Forty-five million Americans don't have dental insurance, according to the Centers for Disease Control and Prevention, or CDC. If you have access to a dental plan, whether through an individual or group plan, it's important to understand the type of plan you have and how to utilize it without incurring any unexpected out-of-pocket costs. A health maintenance organization, or HMO, plan works a bit differently than a preferred provider organization, or PPO, plan.

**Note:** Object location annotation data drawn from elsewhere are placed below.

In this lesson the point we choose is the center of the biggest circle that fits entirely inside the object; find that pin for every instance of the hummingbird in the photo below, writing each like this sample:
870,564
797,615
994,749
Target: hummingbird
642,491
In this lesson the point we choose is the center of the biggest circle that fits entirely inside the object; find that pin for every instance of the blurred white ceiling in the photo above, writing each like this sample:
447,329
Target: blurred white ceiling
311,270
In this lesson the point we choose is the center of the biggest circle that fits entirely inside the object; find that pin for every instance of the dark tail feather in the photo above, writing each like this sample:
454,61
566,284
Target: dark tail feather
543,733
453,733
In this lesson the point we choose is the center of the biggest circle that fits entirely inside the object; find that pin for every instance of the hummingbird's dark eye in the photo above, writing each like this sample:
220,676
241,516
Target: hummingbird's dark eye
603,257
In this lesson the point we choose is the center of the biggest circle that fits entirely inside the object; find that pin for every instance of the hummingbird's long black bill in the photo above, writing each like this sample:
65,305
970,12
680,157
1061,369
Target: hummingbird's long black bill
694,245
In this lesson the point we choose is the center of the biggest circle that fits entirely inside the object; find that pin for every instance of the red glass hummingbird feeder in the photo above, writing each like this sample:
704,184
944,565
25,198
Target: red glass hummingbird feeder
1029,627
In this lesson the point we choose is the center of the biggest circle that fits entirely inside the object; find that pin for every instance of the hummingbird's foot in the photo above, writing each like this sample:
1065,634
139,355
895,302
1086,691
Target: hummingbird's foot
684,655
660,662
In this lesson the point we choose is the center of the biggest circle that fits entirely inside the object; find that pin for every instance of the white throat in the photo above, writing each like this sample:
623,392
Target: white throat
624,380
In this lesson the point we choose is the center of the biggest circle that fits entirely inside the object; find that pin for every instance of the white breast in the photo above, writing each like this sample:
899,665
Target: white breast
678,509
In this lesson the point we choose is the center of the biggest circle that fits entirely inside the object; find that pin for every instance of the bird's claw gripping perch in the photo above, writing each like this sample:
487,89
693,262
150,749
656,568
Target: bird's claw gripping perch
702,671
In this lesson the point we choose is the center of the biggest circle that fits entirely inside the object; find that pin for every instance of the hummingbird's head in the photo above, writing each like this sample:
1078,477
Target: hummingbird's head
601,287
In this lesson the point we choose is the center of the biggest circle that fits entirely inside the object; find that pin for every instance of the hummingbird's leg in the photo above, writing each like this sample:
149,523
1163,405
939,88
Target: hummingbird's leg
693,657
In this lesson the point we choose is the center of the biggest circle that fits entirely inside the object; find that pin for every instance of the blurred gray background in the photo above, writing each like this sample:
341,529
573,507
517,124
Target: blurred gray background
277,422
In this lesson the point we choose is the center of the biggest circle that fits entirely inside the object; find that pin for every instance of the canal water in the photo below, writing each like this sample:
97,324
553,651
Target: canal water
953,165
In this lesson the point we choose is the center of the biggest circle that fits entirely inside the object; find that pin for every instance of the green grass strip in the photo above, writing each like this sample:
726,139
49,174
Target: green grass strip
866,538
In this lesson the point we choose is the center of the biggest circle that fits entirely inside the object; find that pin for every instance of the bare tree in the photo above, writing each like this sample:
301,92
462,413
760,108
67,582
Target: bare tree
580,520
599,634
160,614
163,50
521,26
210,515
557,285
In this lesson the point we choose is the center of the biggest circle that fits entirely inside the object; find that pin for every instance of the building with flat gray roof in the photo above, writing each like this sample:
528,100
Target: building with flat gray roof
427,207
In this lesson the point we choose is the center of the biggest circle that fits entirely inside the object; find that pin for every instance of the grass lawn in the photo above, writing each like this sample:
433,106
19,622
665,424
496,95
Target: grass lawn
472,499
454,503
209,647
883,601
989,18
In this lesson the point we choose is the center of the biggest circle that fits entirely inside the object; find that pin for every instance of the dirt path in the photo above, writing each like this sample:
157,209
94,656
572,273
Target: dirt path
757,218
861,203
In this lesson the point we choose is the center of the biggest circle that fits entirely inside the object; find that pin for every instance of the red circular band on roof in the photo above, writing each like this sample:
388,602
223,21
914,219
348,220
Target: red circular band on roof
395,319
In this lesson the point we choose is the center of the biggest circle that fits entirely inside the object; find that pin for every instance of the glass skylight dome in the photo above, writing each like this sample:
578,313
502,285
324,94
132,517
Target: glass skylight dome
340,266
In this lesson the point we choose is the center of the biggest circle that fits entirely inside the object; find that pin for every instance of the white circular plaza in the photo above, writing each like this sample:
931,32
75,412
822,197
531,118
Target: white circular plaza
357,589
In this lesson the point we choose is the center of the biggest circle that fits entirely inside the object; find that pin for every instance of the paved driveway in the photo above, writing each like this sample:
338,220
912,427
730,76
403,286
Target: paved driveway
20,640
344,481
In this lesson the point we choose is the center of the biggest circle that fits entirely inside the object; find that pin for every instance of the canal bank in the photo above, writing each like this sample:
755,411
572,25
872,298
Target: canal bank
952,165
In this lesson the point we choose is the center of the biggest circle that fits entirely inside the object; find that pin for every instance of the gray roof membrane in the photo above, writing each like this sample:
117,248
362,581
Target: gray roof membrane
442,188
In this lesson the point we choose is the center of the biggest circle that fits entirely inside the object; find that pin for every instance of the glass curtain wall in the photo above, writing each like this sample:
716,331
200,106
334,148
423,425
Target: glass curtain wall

Review the differences between dental plan options. HMOs typically require you to use a network provider, while PPO plans provide some out-of-network coverage. This information may be outlined in brochures provided by the insurance company or on the dental insurance company's website. Note the premiums, co-pays, coinsurance and deductibles for each plan option. Typically, the HMO will have a lower premium than a PPO.
Consider whether or not you're comfortable with having a primary care dentist that you're required to see before obtaining any specialized services. One of the defining characteristics of an HMO, whether dental or medical, is the requirement to choose a primary care provider, who serves as a "gatekeeper" for accessing other services. PPO plans allow you to see any dentist you'd like, though you may have to pay more out-of-pocket if you see a dentist outside of the network.
Review each plan's co-pays and coinsurance. Dental HMO plans may not have any co-pays for preventative services like cleanings and exams, as long as you're seeing your primary care dentist. There may be a co-pay for other services like crowns and bridges; the co-pay is the same for each procedure regardless of which network dentist you see. For example, if a crown for a molar has a $50 co-pay, it will be $50 no matter which dentist you go to. PPO plans are based on coinsurance, which means the dental plan will pay a percentage of what the dentist charges for the procedure. For example, if a dentist charges $500 for a crown for a molar, and the coinsurance is 50 percent, your out-of-pocket cost is $250. If the dentist across the street charges $600 for the same procedure, your out-of-pocket cost is $300.
Review each plan's deductible, if any, and benefit maximum, if any. Dental HMO plans may not have a deductible or maximum due to the cost controls in place through their network and primary care dentists. Dental PPO plans typically have a deductible and a maximum benefit amount. These vary from company to company, and may vary from plan to plan offered by the same company.
Dental discount plans are an alternative to HMO and PPO plans. They are less expensive than dental insurance, but provide less coverage.
Call each provider to see whether your dentist is listed in the HMO or PPO network. If your dentist is out-of-network, you may want to choose the PPO option so you can stay with the same dentist. If your dentist is in-network or you do not have a dentist, then you may be happier with an HMO dentist.
Orthodontia coverage isn't included in some dental plans. If this is an important benefit to you and your family, check to make sure this is a part of your plan.